Hicks has also seen an escalation in the condominium market. "The condos at Belle View are now up to the high $100,000 bracket," she said. "It wasn't long ago that they sold in the $80,000 range. I have had clients buy condos for investments rather than stocks."

Chris White with Long and Foster in the Mount Vernon/Fort Hunt area found that in addition to people being willing to make sacrifices for a close-in location, "They are also willing to pay substantially more for a house that has been updated.

"So many people are so busy today that they don't have the time or the interest in planning the work or overseeing it. They also don't want to deal with the hassle of not being able to get the proper work force when they want it." In addition, White cited low interest rates as a major element behind the hot real-estate market.

Marjorie Spires, Partners in Real Estate, located on Richmond Highway, buttressed the construction analysis. "In order to get the quality construction found in older homes, people are giving up luxury baths, large island kitchens, and some of the other amenities found in new houses," she explained.

"If you want an all-brick house, which is available in older homes, you can tack on $40,000 to $50,000 in new construction. But the main driving force is traffic and the long commute," Spires said.

ON THE FLIP SIDE of the commute argument vs. prices of close-in properties are those moving to Baltimore and commuting to jobs in the District or Virginia. "I have three clients presently who are moving to Baltimore. They are getting far more for their money, and the commute is only an hour," said Martine Irmer of Long and Foster Old Town.

"One couple owned a condo on Bashford Lane and a house on Mount Vernon Avenue. They sold them both and bought in Baltimore. And I don't mean on the outskirts. I mean downtown Baltimore," she said.

"But there will always be a market for Old Town," she said. "Particularly for the plaqued, historic homes. People are willing to give up closet space, large rooms, garages, modern baths and kitchens, just to get in closer and have that location. As for people who lost money in the market and are now turning to real estate, a lot of them came too late for the really good deals."

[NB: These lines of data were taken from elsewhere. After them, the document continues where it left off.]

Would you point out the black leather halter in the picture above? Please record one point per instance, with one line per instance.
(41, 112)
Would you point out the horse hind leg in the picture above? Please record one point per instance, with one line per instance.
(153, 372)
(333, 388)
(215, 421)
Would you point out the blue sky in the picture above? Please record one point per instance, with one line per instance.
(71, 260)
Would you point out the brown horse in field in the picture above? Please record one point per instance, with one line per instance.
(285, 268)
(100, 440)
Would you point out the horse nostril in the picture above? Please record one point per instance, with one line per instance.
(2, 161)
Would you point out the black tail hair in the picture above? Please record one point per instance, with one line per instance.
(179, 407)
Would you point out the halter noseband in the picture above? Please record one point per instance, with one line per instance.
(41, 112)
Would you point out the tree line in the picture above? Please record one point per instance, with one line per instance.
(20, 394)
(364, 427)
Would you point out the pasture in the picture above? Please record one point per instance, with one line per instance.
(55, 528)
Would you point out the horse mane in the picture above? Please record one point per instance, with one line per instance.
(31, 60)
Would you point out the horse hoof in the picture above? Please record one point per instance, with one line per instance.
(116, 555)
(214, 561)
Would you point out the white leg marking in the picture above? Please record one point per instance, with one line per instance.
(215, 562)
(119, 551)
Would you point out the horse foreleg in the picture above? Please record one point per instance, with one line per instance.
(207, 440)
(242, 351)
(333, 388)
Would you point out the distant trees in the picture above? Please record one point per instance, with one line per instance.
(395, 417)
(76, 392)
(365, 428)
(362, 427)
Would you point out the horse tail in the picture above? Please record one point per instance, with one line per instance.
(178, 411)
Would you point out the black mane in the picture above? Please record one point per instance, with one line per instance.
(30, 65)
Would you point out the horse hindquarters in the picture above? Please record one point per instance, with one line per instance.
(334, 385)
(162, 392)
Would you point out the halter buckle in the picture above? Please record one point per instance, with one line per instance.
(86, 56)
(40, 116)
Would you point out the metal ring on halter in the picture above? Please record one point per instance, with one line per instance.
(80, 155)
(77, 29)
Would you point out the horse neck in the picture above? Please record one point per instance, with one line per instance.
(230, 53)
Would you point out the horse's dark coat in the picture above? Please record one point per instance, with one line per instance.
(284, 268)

Strengthening that point of view, several saw the market cooling from its overheated status of last summer. Jean Varney, Weichert Realty, explained, "It's slowed down somewhat to a more reasonable pace. This summer there might have been only six or seven homes open to tour. Now there are 30 or 40 available."

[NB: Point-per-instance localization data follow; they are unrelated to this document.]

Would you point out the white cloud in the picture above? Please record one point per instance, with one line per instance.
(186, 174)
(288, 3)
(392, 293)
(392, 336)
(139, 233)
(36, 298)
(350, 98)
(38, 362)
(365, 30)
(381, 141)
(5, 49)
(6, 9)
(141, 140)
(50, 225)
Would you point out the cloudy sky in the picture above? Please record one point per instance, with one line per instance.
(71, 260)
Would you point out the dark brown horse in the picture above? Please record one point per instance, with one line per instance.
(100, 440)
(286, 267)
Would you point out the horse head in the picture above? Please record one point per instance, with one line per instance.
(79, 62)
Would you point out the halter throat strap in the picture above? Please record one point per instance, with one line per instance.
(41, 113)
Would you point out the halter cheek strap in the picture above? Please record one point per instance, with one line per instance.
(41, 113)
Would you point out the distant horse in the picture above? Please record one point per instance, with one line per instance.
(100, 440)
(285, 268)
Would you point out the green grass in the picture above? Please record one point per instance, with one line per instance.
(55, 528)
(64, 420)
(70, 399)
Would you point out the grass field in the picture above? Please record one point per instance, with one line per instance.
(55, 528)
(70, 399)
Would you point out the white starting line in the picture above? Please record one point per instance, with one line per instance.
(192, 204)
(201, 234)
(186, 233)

She noted, "People were desperate to find a home this past summer, and they were willing to give up a lot of amenities and scale back their desires. Now they seem more willing to wait. Maybe it's just that fall has always been slower than spring and summer. Also, the market slows as the holidays approach."

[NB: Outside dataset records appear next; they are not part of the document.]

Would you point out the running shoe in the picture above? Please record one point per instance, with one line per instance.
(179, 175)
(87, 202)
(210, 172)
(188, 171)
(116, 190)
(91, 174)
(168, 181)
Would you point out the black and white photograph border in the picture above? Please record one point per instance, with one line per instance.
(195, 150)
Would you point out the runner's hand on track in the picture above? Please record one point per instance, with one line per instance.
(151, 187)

Saunders observed, "One change recently has been that upper-bracket properties on the market are moving very rapidly. These are properties in the $800,000 to over $1 million range. People are willing to pay for them. Those in the $400,000 to $700,000 range have seemed to slow somewhat."

Simmons analyzes the slowing as "a swing toward the gray area. It's a more balanced market, and that is good for everyone. We are seeing a stabilization of prices. But we are still in a very dynamic sellers' market.

"I've seen a shift in the last two weeks. But as long as interest rates remain low, we will continue to have a hyped market. And the people moving here from middle America and Texas are really suffering from sticker shock."

Sticker shock or no sticker shock, slowdown or no slowdown, there seems to be one common denominator that all those interviewed agreed upon. The desire for a better quality of life, sans commuting time, is the primary driving factor as to where people are choosing to put their money when it comes to real estate.

And, a lot of that money seems to be flowing from stock investments to land investments as indicated by increasing condo prices and more sales in the fiscal stratosphere. As summarized by Spires, "The desire for a better quality of life is overriding price."